Most of us aren’t the landlords, the moguls and magnates, but whether you rent or buy it, real estate is populated according to how people identify themselves — and are identified by, typed by, pigeonholed by, and legislated by others — as much as by what they can afford or where they work. Wherever you live, your neighbors are likely to share a similar skin-color, level of education and pay, and to eat the same sorts of foods and engage in the same types of after-work and weekend activities. The intersection of race and real estate in this country rooted in the violent contact between Europeans and the First Nations (to adopt Canada’s useful term), and branched terribly with chattel slavery, leaving us the little-acknowledged and unresolved problem of the corrosive power of ownership. Much has been made of the other side, the philosophical tenet that holds that ownership of property is a natural right and tantamount to freedom. But that is not the whole story. Given that we can see, if we’re looking at all, the seemingly limitless damage caused by abusive power derived from ownership, how can we countenance owning anything anymore? To buy property is to participate in a system of power that favors those who own the most, who turn whatever (and, as history shows, whoever) they can into property that can be owned.
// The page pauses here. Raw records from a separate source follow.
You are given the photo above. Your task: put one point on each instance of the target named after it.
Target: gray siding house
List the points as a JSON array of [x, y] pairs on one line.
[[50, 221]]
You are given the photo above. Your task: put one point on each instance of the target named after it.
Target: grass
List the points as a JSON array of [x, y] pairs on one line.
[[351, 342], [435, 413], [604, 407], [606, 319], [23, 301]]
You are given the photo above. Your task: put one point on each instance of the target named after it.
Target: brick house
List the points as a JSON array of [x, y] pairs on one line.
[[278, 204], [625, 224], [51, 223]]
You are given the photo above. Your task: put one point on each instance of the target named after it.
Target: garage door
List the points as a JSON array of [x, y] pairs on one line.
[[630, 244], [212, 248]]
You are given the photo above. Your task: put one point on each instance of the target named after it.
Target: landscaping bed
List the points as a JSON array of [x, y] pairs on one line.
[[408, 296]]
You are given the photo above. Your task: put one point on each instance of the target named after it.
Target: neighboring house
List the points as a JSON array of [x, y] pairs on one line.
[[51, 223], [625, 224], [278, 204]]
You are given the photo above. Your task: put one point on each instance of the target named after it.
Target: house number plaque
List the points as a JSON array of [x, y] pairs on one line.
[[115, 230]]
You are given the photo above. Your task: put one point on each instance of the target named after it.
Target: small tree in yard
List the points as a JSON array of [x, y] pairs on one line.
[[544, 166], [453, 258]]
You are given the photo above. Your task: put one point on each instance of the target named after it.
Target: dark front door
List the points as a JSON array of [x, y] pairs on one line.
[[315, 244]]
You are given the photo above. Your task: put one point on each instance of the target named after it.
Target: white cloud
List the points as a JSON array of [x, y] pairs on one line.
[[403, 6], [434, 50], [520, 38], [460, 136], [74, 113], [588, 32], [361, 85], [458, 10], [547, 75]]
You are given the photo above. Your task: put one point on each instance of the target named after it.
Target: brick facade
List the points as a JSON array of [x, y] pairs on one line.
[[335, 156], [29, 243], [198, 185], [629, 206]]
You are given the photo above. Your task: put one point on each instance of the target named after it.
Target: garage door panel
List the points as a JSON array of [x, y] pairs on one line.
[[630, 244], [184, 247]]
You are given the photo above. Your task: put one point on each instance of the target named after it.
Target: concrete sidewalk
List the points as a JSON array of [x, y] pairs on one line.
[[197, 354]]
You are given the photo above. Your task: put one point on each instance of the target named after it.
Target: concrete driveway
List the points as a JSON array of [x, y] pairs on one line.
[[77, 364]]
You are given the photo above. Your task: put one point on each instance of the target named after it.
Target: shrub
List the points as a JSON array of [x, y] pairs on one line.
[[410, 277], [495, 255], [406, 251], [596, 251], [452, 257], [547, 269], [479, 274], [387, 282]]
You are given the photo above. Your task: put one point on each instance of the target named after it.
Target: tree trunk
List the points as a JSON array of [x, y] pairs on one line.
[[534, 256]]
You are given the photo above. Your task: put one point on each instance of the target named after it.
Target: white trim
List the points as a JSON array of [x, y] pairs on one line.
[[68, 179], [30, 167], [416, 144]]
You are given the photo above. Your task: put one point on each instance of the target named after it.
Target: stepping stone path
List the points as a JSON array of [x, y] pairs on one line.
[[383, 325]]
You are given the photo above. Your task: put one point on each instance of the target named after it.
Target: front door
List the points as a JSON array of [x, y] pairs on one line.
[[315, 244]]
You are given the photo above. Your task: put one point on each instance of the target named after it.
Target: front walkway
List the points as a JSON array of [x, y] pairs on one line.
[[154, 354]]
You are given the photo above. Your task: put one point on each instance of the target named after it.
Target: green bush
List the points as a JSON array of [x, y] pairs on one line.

On some level, I’ve been aware all along of the deeply ingrained racism of real estate; growing up in rural North Carolina not far from a mid-sized city, I could see patterns even as a child, because the lines are so clearly and explicity drawn in a place like this. The schools I attended, back when the public school systems were divided into “city” and “county,” were as segregated as they could be without actual legal segregation. In the city, the lines were drawn: the east and south sides were home to many more African-Americans than the west and north sides, which were predominately white, and in the middle, the schools might achieve some sort of balance. The edges — and the corresponding edges of the county — followed along.

The more I moved around as an adult (in a limited area still mainly contained within the southeastern U.S.), the more I could see the lines of demarcation in the way people lived: the south and east sides of towns and cities, it seemed to me, were nearly always where the minority population concentrated. That had been true in my mid-sized southern hometown and was equally true in places like Washington D.C. and Boston. A look at a color-coded map of U. S. demographic distribution by race supports this conjecture still (see here). That segregation still operates, that racism inheres in everything from the process of obtaining loans to the layout of our cities is inarguable. But the pressing question is, given all that, how can we undo what’s been done? And how can we move forward in a better direction?

Honestly, short of getting a complete do-over, it’s hard to imagine that America can mend the damage, let alone proceed without doing more harm. I’d like to say something optimistic about time and about small changes accumulating, but in 2019, I’m not feeling that hopeful. As a white person implicated in this system, I am at a loss for answers that feel like they mean anything, although I think that it’s preferable to try to do something than to throw up my hands in defeat. So, in the spirit of baby steps and paradigm-shifts, it seems better, ethically, to buy in as little as possible by buying and owning less, than to buy into, and help to reinforce, the racist, classist permanence promised — not to everyone, and with strings attached — by the old Dream of buying and owning ever more. If ownership is power, and power corrupts, better to own as little as possible and vote for people who are willing to enact more regulation on how everyone — but especially the 1%, who own most of what can be owned — owns anything.